[Prev][Next][Index][Thread]

Another pseudo-element gotcha



Consider the following

<A ID="A">
<B>...</B>
C
</A>

ID(A)CHILD(1) selects the B element, right?  Wrong!  All white-space in
mixed content is data. So the newline after the A start-tag is a
pseudo-element.  So the B element is ID(A)CHILD(2)!  Also in something like

<A ID="A">
<B>..</B>
</A>

B will be ID(A)CHILD(2) if parsed without a DTD, and ID(A)CHILD(1) if parsed
with a DTD.  Of course we could say white-space characters produced
pseudo-elements even in content, but apart from being incompatible with TEI,
it makes the numbers so unintuitive as to be virtually useless.
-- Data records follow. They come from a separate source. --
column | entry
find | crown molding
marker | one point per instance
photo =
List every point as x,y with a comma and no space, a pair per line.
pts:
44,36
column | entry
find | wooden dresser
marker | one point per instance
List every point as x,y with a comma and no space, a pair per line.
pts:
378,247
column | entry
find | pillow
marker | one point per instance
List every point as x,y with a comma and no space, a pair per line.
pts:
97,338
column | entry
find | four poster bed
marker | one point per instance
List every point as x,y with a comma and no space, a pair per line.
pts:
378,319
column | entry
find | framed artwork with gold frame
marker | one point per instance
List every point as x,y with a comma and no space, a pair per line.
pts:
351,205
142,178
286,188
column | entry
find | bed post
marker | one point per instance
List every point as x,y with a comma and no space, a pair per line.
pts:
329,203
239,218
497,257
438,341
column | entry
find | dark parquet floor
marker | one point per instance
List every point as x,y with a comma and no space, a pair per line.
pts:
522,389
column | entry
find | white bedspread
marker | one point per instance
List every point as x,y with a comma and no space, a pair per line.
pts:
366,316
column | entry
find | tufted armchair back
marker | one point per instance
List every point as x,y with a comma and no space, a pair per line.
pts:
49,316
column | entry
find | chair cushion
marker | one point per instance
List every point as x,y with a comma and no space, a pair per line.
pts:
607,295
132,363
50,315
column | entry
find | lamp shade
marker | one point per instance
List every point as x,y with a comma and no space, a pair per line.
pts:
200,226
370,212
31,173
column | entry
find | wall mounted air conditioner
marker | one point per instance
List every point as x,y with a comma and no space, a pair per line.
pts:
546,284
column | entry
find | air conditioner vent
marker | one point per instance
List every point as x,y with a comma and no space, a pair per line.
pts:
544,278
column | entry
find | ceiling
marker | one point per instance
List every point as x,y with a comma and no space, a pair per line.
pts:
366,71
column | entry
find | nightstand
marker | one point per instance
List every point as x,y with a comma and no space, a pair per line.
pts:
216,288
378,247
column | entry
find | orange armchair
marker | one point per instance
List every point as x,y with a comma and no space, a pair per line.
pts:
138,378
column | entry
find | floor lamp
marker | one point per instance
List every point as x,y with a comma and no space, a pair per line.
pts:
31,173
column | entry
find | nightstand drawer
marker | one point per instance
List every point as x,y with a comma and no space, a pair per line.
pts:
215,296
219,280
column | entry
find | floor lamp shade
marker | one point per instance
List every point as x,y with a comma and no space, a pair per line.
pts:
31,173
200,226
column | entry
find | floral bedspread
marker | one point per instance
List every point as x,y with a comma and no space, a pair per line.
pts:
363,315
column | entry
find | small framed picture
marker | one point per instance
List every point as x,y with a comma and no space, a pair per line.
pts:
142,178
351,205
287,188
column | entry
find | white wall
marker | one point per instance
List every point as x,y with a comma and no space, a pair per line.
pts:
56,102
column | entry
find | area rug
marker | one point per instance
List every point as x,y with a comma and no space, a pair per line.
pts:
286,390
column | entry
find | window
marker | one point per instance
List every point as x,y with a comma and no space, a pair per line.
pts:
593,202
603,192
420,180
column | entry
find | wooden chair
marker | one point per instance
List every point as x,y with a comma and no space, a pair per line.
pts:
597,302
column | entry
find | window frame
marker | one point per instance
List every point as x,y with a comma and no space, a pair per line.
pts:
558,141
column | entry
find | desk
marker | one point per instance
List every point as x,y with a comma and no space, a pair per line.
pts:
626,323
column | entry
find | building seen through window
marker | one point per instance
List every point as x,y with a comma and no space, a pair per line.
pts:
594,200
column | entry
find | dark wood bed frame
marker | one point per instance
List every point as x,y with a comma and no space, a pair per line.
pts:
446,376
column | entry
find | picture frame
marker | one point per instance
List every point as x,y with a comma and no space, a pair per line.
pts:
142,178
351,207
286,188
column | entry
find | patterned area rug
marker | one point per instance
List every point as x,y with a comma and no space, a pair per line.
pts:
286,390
If we want to get addressing in characater content, we don't need
pseudo-elements to do it.  We can simple search or count for characters that
occur directly within an element.

Here's a summary of my suggestions on xpointers from my previous message on
the subject:

- Drop *CDATA
- Drop * as an element name, or, failing that, say it does not take account
of characters
- Drop ALL as an instance, or, failing that, allow it only as the last step
in a xpointer
- Change the rule on attribute value matching to say it does case folding
according to the declared value of the attribute, regardles of whether the
attribute value is a literal
- Add a TREE keyword which is like DESCENDANT but includes the location source

James